On January 22, 2026, the divestiture was finalized, and a new U.S.-based joint venture assumed operation of the U.S. application. Although the divestiture has been completed, certain aspects of the transaction could be subject to future governmental review or litigation. Further, it is difficult to predict whether any future legislative, regulatory or judicial actions, including those that may be brought against the Executive Orders, will be successful. There is no assurance that we will not be exposed to liability, and we may face significant fines, litigation, indemnification claims, negative publicity, reputational harm, diversion of management attention, interruptions in our operations, financial loss and other similar harms by continuing to provide services to this customer.
In addition, enactment and expansion of laws related to the use of AI and machine learning in our operations and increased regulation of cloud service providers also could increase the costs of doing business, subject us to potential liability or regulatory risk and introduce other disadvantages to our business, including brand or reputational harm.
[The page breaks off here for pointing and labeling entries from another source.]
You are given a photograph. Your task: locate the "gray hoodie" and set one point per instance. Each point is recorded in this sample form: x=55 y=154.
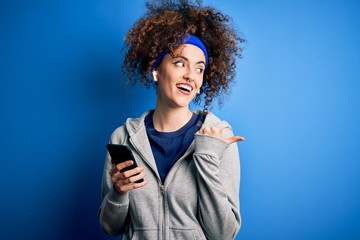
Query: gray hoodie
x=198 y=200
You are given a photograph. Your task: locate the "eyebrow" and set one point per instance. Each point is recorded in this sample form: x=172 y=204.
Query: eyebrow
x=186 y=59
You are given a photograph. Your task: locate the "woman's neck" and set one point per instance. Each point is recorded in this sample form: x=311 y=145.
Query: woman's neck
x=170 y=119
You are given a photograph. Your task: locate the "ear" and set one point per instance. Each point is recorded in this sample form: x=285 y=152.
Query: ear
x=154 y=75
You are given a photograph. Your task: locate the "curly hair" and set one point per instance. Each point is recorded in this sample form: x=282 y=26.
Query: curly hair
x=162 y=27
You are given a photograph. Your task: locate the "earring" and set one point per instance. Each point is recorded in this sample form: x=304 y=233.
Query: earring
x=154 y=76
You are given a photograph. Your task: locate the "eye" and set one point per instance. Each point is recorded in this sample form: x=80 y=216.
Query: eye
x=179 y=64
x=199 y=70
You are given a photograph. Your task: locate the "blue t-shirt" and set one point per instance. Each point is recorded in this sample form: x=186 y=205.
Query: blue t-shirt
x=168 y=147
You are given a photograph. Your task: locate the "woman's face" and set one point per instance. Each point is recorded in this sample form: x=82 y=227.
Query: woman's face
x=181 y=76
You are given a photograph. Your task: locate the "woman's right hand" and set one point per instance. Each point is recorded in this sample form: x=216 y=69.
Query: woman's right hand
x=125 y=181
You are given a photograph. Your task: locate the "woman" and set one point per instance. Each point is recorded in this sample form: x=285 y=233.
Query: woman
x=189 y=159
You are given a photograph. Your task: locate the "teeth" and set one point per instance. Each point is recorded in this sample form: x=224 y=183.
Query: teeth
x=185 y=87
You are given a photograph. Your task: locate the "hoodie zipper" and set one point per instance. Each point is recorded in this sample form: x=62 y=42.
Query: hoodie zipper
x=162 y=191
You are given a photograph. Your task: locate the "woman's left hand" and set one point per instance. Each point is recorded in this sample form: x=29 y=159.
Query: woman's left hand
x=217 y=132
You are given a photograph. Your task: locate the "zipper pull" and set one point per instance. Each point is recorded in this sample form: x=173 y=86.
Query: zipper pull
x=162 y=189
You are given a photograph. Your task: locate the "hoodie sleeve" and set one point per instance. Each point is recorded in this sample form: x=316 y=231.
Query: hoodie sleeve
x=218 y=166
x=113 y=211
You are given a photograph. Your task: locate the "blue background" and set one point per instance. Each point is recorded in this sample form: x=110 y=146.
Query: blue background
x=296 y=101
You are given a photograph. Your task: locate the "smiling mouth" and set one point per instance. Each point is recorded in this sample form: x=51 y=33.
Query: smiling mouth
x=184 y=87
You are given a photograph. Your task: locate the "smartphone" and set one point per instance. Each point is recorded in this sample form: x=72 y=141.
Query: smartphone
x=121 y=153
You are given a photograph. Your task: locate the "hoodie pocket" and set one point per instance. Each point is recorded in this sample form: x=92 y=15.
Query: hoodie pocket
x=191 y=234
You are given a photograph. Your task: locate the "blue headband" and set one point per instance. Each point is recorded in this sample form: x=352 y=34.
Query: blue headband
x=188 y=39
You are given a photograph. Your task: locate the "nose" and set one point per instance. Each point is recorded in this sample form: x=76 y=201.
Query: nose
x=189 y=75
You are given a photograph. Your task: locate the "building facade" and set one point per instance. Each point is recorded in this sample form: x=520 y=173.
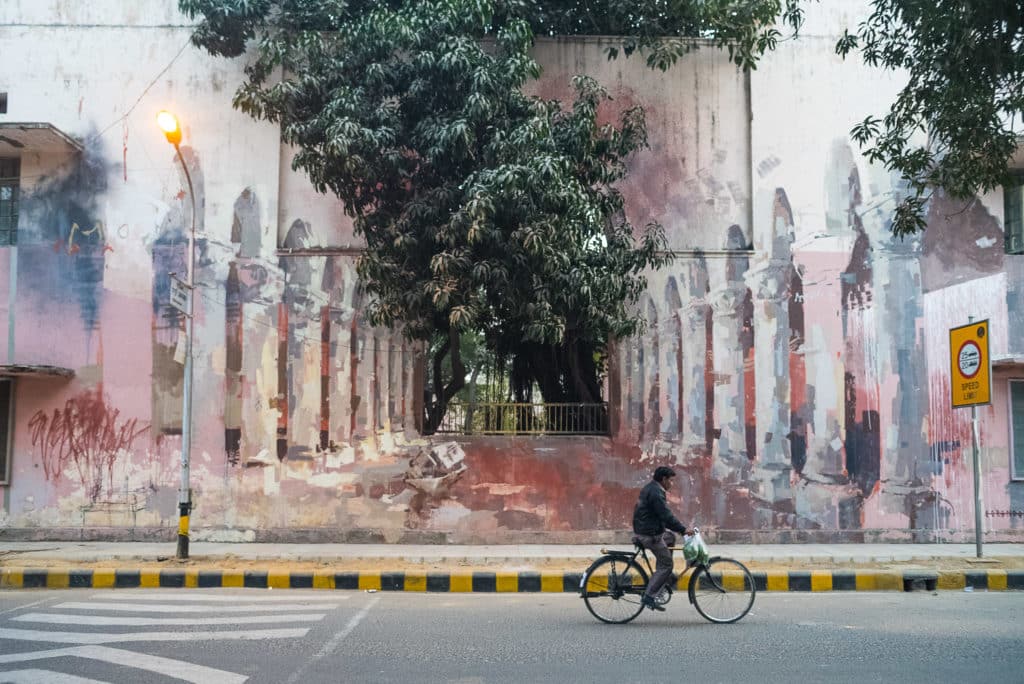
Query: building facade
x=795 y=369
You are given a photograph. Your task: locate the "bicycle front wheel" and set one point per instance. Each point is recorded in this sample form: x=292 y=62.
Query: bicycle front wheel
x=612 y=589
x=723 y=590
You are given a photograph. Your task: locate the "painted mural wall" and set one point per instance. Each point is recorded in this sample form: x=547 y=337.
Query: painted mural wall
x=794 y=369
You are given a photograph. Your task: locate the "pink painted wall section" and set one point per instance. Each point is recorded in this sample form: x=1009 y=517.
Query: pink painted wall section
x=794 y=370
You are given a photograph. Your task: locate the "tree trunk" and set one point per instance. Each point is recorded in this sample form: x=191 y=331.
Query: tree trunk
x=442 y=393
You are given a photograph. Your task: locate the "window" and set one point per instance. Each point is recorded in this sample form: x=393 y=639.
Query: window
x=10 y=172
x=1013 y=215
x=1017 y=429
x=6 y=426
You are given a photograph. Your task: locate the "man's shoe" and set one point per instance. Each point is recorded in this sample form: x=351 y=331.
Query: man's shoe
x=649 y=603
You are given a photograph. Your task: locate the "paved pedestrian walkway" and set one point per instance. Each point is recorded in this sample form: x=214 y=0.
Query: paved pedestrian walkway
x=488 y=567
x=485 y=554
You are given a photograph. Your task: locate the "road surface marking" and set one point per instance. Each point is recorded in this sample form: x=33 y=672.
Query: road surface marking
x=71 y=618
x=105 y=638
x=335 y=641
x=44 y=677
x=196 y=674
x=174 y=607
x=218 y=598
x=23 y=607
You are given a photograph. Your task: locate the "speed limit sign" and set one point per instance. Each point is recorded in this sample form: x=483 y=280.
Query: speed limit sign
x=969 y=365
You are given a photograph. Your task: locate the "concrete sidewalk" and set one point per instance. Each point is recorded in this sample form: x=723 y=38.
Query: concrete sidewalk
x=24 y=553
x=799 y=567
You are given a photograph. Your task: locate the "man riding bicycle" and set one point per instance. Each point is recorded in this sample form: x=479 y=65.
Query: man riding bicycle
x=651 y=524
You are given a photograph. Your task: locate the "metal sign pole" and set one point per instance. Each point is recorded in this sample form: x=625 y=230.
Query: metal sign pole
x=977 y=474
x=977 y=480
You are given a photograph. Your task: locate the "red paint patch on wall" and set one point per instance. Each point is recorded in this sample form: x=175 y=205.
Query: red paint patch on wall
x=83 y=439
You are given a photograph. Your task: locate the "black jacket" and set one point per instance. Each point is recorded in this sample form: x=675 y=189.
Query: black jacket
x=651 y=515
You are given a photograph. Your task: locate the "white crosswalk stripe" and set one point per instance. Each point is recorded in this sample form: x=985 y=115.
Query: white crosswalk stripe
x=163 y=666
x=208 y=598
x=41 y=676
x=184 y=609
x=174 y=607
x=107 y=638
x=105 y=621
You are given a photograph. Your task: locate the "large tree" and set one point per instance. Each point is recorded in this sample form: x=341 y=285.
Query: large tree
x=482 y=209
x=957 y=120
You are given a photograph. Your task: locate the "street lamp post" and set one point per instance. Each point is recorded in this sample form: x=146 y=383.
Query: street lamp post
x=172 y=131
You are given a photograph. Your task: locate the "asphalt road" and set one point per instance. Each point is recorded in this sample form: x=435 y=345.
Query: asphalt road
x=221 y=636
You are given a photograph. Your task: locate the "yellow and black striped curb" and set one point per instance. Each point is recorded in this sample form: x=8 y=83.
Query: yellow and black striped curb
x=501 y=582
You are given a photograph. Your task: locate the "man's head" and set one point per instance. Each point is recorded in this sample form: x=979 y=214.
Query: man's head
x=664 y=475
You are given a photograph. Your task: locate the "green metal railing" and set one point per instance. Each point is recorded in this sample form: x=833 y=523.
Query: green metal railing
x=525 y=419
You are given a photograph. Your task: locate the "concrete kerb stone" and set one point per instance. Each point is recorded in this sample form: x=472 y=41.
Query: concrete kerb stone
x=498 y=581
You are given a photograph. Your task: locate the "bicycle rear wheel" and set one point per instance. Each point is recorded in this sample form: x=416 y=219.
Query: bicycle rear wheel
x=612 y=588
x=723 y=590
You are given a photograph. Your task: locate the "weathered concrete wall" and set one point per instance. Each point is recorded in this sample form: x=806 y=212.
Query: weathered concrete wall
x=795 y=368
U.S. states have advanced and, in some cases, enacted numerous AI governance laws, creating a complicated legislative patchwork that may be litigated in state and federal courts, notwithstanding a December 2025 executive order endorsing a federal moratorium on enforcement of state AI laws. In Europe, the EU began implementing the Artificial Intelligence Act (the "AI Act") on August 1, 2024, with significant provisions scheduled to take effect in August 2026. The AI Act, which may be amended as part of the EU's Digital Omnibus, imposes significant obligations on providers and deployers of high-risk AI systems, and non-compliance can lead to substantial fines. If we develop or use AI systems governed by these laws or regulations, we may face burdensome and costly compliance obligations relating to data quality, transparency, human oversight, and ethical and administrative requirements, as well as significant enforcement actions or litigation in the event of any perceived non-compliance. Interpretations of laws or regulations that would subject us to regulatory enforcement actions, supervision or, alternatively, require us to exit a line of business or a country, could lead to the loss of significant revenues and have a negative impact on the quality of our solutions. Engineering efforts to build new capabilities to facilitate compliance with law enforcement access requirements, content access restrictions or other regulations could require us to take on substantial expenses and divert engineering resources from other projects. These circumstances could harm our profitability.